暑い日が続きます。旧暦のお盆を迎え里帰りの方も多いと思いますが、ぜひお寺とお墓参りをお願いします。

 今月は法然上人述『逆修説法』より選んでみました。これは法然上人の直弟子安楽房遵西の父中原師秀が、生前に自分自身の死後の冥福を祈る逆修法要を、法然上人にお願いした時の説法の筆録です。初七日〜六七日までを法然上人が、七七日は感西が行いました。今月のことばは六七日の一部であるが、六七日では阿弥陀仏の功徳、そして『観無量寿経』の大意が述べられています。
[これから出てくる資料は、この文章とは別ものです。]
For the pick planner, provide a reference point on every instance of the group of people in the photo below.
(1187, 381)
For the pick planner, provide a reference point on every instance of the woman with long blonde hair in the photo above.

 さて表題の言葉の前に法然上人は、『観無量寿経』の要点は往生浄土を説くことにあると述べられ、続いて今月のことばとなります。

 極楽浄土は私たちの住む娑婆世界とは別に有り、さらに阿弥陀仏は我身を離れておられます。よってこの経は娑婆世界を離れ、阿弥陀仏の国に生まれて覚りに向かう境地を得たいと、願うべき趣旨を明らかにしているのです。

 浄土や阿弥陀仏の理解には、この世界とは別に極楽世界が実在することなどはなく、真の浄土とは真理そのものであり、我が心の中にこそ存在するのであるなどと説く教えもありました。物質文明の中、科学技術の進んだ現代ではそのような考えはより一層強くなっているように思われます。

 しかし法然上人の信じた阿弥陀仏や浄土は、浄土三部経に説示された西方十万億にある浄土で、そこに在します阿弥陀仏なのです。『阿弥陀経』には「これより西方十万億の仏土を過ぎて世界あり、名付けて極楽という。その土に仏ありて阿弥陀と号す」と説かれ、さらに極楽の荘厳が述べられています。このように阿弥陀仏により具現化された仏身や仏土の有相が、釈尊により方角と相を通じて説示されています。法然上人は専修念仏により三昧法得を体験されていますが、これはこの世にいながら阿弥陀仏や浄土を見奉ることができる深い信仰の境地を得ておられるのです。だからこそ娑婆の外に極楽あり、我身の外に阿弥陀在しますと確信されているのです。